AUSTIN, TX- Standing stick straight in his black button down jacket and formal khakis, local high school student David Nasadi, 18, was reportedly mistaken for the next new single party state leader by his peers. Showing an unbridled enthusiasm for learning about the sexy trio: Mao, Stalin, and Hitler while maintaining impeccable posture and a stern expression, students reportedly began to wonder if leading a totalitarian state was Nasadi’s greatest career aspiration. “I want to major in literature, you know, but David, I think he’s looking to run a single party state,” a source reportedly stated.“It’s honestly hard to see him going to UT Austin next year with his naturally dictatorial voice and resting bitch face. I think he’d be more in his element as an authoritarian leader of a small country.” At press time Nasadi was seen by sources in a local Goodwill, searching for a camouflage suit and beret.

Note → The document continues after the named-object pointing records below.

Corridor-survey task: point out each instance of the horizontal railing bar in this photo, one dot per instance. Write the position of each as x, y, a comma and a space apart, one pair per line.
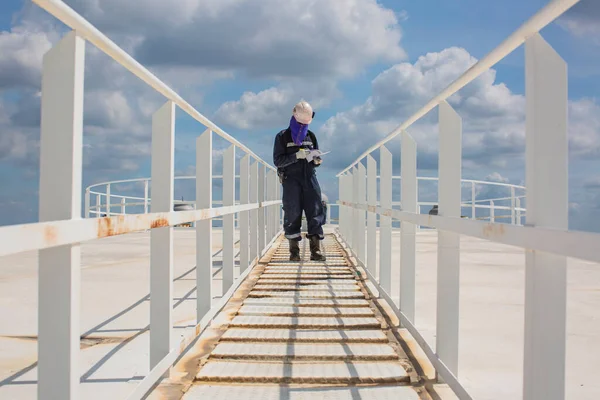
42, 235
580, 245
69, 17
537, 22
118, 182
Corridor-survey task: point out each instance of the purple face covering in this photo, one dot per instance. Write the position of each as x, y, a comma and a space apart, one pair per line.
299, 131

AUSTIN, TX- Closing the College Board SAT Preparation book with gusto, local student Miles Johnston reportedly decided “Eenie Meenie Miney Mo” was the best method for gaining the most points on the October SAT he was taking tomorrow. According to sources, Johnston reportedly explained to his mother “I tried to use the prep book, but it didn’t really help. I’ve been doing ‘Eenie Meenie Miney Mo’ since Kindergarten. It’s foolproof.” Sources agree with Johnston, citing his near perfect practice test scores. “It is quite astonishing, but it really does seem to work,” Johnston’s older sister stated after seeing a 2400 at the top of his last practice test. At press time, Johnston’s mother was reportedly bragging to friends about her son’s natural ability to master such techniques.
AUSTIN, TX- Sporting fancy blue crocs and a fuzzy green beanie, local substitute teacher Ms. Miles, 29, looked way too excited to discuss classic novel Pride and Prejudice with a class of second semester seniors. According to students in the class, within the first five minutes of discussion Mrs. Miles had already succeeded in telling her life story, including the parts where she reportedly had 10 adopted siblings and a strict German mother. Sources noted Ms. Miles’ big, silver hoops swinging to and fro as she speculated on possible lesbian relationships in the classic Pride and Prejudice. “That definitely didn’t happen in the movie,” local senior said, staring at Ms. Miles’ blue crocs with disdain. At press time Ms. Miles was reportedly asking students “Why you looking at me like I’m from another planet?” The rhetorical answer came a second later. “I’m just from Hong Kong.”